The third film, Rebel Hearts, centres on sisters of the Immaculate Heart of Saint Mary order in Los Angeles, and how they spent much of the ’60s trying to become “modern.” While the nuns were shedding their habits and reforming their labour practices, they were also protesting for peace and Chicano workers’ rights. One sister, Patrice Underwood, even travelled to Selma, Alabama, to participate in Dr Martin Luther King Jr’s march there, even though she knew she would face censure from the archbishop.

Though it initially appears that the sisters were attempting to modernise the Church, they were in fact fighting for their right to be political. At a time when the Church had distanced itself from any struggles for justice, the nuns refused to sit on the sidelines, and over 75 per cent of them renounced their vows when the Church tried to stifle their nascent activist efforts. On this level, Rebel Hearts offers a fascinating window into the lives of true political allies, who were radically willing to risk their livelihoods for the sake of justice.

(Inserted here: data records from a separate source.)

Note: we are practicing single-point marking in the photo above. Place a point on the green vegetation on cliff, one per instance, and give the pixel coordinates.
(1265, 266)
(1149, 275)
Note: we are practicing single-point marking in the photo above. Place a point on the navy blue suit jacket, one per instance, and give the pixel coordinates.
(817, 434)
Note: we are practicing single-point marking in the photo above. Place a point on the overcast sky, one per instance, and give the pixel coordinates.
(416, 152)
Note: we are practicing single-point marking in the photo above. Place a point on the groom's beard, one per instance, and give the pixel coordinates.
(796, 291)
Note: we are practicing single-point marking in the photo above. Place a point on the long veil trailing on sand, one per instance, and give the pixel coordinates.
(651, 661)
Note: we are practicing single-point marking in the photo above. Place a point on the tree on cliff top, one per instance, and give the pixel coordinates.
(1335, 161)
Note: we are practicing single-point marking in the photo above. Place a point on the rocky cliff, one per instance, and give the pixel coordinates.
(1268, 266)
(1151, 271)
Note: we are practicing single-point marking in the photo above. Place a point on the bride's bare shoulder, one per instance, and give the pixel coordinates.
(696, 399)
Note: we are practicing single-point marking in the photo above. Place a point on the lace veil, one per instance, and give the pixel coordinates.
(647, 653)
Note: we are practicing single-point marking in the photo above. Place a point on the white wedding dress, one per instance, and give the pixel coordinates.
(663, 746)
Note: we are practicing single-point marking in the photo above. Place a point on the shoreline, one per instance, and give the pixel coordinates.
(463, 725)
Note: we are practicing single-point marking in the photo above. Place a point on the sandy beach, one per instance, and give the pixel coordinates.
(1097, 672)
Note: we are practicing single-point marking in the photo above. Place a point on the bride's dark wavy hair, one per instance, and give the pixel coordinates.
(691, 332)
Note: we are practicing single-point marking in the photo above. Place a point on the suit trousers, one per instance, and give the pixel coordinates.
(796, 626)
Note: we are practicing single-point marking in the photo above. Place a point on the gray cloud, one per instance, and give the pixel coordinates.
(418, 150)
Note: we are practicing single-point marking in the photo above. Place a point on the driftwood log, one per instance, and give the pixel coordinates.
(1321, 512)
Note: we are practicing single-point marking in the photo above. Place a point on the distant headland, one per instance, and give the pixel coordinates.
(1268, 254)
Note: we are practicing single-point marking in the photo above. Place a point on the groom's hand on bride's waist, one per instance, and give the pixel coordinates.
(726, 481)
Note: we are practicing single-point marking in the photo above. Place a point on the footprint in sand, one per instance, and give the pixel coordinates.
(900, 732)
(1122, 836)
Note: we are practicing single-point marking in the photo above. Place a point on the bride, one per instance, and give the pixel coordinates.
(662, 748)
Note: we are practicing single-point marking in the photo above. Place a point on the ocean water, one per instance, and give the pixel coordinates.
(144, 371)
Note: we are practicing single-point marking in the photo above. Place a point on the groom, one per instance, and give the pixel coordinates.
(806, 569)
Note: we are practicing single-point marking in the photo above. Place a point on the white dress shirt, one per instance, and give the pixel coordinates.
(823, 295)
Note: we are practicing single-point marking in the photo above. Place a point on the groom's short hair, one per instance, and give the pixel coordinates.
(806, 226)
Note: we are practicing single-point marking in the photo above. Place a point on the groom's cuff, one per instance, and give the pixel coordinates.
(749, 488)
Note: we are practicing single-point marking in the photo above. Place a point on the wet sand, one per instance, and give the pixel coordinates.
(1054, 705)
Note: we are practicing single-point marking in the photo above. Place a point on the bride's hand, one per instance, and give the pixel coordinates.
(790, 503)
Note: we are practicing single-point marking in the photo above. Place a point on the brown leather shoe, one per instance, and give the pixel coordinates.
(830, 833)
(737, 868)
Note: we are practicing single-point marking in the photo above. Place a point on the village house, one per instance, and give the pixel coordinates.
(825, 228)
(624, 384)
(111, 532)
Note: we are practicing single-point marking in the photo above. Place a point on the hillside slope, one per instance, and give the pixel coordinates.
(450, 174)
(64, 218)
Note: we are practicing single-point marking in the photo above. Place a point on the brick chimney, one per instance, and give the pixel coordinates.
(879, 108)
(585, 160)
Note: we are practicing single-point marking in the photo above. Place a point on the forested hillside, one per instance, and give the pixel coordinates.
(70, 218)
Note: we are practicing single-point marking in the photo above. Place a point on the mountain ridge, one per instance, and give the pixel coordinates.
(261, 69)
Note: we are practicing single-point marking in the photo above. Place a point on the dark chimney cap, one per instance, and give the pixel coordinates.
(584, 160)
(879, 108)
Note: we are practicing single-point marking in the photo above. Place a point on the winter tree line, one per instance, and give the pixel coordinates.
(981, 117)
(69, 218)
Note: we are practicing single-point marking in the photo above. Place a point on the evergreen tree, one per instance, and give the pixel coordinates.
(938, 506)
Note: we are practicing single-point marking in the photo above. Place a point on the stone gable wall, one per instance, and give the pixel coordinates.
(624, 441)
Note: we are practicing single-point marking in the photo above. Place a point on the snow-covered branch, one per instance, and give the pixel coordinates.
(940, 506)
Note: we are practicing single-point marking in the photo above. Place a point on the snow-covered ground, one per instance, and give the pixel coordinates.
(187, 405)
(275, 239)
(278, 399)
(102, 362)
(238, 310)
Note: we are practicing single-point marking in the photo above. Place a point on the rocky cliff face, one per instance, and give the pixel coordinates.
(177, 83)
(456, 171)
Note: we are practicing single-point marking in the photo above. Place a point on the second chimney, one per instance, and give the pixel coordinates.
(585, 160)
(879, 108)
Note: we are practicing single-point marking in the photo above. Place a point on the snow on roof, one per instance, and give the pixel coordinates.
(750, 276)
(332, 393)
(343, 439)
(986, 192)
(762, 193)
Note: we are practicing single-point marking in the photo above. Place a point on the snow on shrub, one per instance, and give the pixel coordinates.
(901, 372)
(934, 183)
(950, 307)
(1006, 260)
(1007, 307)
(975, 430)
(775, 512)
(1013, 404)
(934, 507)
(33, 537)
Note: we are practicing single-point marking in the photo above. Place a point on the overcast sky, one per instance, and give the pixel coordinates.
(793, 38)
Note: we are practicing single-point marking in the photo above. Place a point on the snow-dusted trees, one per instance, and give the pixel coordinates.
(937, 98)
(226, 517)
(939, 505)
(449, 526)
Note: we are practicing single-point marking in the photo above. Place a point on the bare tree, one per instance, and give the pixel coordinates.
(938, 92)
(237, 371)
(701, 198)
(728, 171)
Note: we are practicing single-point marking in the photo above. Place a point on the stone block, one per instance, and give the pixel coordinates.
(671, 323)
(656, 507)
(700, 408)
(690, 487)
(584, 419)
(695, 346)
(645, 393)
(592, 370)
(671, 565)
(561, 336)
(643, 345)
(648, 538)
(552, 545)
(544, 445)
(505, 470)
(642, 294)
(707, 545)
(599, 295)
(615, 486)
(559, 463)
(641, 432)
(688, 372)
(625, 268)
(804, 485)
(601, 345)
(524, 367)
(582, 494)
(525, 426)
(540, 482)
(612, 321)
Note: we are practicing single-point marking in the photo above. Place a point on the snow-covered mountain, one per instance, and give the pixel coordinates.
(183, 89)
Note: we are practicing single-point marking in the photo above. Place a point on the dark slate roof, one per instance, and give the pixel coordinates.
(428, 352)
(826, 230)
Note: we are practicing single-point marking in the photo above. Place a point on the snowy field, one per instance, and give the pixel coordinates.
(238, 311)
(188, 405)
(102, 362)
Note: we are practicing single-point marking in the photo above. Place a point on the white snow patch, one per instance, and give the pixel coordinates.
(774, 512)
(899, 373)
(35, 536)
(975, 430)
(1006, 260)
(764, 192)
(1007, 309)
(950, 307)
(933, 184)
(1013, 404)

Most fascinatingly, these films illustrate how the spirit of the ’60s reaches into the present. Though often ignored, the Harlem Cultural Festival lives through its impact on the sound of music today. Just this past year, Murray’s legal precedent was used to extend job security protections to LGBT+ Americans. And the former IHS sisters are still marching on, and one can only wonder if their activism made Pope Francis’ cultural reforms slightly more palatable. These legacies and memories live on through these documentaries, carrying lessons we can all learn from.